With "three page subset sequence" I am guessing they mean the three pages must be next to each other, but their internal order does not matter. (A B C
= C A B
)
public Tuple<string,string,string> GetMostFrequentTriplet(
IEnumerable<LogEntry> entries,
TimeSpan? maxSeparation = null)
{
// Assuming 'entries' is already ordered by timestamp
// Store the last two URLs for each user
var lastTwoUrls = new Dictionary<int,Tuple<string,string,DateTime>>();
// Count the number of occurences of each triplet of URLs
var counters = new Dictionary<Tuple<string,string,string>,int>();
foreach (var entry in entries)
{
Tuple<string,string,DateTime> lastTwo;
if (!lastTwoUrls.TryGetValue(entry.UserId, out lastTwo))
{
// No previous URLs
lastTwoUrls[entry.UserId] = Tuple.Create((string) null, entry.Url, entry.Timestamp);
}
// (comparison with null => false)
else if (entry.Timestamp - lastTwo.Item3 > maxSeparation) {
// Treat a longer separation than maxSeparation as two different sessions.
lastTwoUrls[entry.UserId] = Tuple.Create((string) null, entry.Url, entry.Timestamp);
}
else
{
// One or two previous URLs
if (lastTwo.Item1 != null)
{
// Two previous URLs; Three with this one.
// Sort the three URLs, so that their internal order won't matter
var urls = new List<string> { lastTwo.Item1, lastTwo.Item2, entry.Url };
urls.Sort();
var key = Tuple.Create(urls[0], urls[1], urls[2]);
// Increment count
int count;
counters.TryGetValue(key, out count); // sets to 0 if not found
counters[key] = count + 1;
}
// Shift in the new value, discarding the oldest one.
lastTwoUrls[entry.UserId] = Tuple.Create(lastTwo.Item2, entry.Url, entry.Timestamp);
}
}
Tuple<string,string,string> maxKey = null;
int maxCount = 0;
// Find the key with the maximum count
foreach (var pair in counters)
{
if (maxKey == null || pair.Value > maxCount)
{
maxKey = pair.Key;
maxCount = pair.Value;
}
}
return maxKey;
}
The code goes over the log entries and separates the stream for each user. For each three consecutive URLs for any user, we increment the count for that triplet. Since the order of the three pages are not important, we reorder them in a consistent way, by sorting. In the end, we return the triplet that has the highest count.
Since we only need the last three URLs for each user, we only store the previous two. Combined with the current URL, that makes the triplet we need.

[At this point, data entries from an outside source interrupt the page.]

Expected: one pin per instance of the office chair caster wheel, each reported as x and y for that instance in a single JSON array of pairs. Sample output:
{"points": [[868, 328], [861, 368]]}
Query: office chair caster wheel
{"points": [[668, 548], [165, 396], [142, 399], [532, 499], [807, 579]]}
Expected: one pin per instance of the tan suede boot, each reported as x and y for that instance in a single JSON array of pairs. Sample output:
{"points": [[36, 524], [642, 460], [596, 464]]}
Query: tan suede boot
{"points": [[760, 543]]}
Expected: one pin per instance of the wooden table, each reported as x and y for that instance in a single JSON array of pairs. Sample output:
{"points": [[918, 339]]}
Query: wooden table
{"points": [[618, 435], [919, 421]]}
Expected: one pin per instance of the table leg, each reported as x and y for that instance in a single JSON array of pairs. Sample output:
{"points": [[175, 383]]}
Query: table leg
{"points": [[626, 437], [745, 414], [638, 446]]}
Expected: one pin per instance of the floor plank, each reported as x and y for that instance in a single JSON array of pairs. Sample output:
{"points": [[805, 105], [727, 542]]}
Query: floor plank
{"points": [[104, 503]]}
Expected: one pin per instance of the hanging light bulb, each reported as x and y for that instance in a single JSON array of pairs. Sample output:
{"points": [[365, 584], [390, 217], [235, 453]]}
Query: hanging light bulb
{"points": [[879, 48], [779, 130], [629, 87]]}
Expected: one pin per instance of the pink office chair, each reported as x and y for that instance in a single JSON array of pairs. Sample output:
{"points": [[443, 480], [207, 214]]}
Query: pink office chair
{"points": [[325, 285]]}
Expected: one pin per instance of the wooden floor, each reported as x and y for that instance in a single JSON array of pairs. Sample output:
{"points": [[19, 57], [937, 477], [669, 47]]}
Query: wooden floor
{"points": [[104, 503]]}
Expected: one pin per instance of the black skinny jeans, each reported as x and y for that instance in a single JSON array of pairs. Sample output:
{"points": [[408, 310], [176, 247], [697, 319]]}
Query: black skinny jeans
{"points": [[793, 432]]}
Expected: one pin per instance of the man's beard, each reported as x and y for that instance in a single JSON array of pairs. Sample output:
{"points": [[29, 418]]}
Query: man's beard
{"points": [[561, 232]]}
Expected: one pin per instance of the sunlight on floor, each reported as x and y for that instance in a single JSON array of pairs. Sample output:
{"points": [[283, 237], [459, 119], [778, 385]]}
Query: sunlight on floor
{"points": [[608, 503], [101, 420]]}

For n URLs, m unique URLs, u users, and s single-visit users, the method will do 2 n - 2 u + s (= O(n)) dictionary lookups, and store up to C(m,3) + u (= O(m3 + u)) tuples.
Edit:
Infer sessions by the duration between requests. If they differ by more than maxSeparation
, the new request is treated as the first from that user.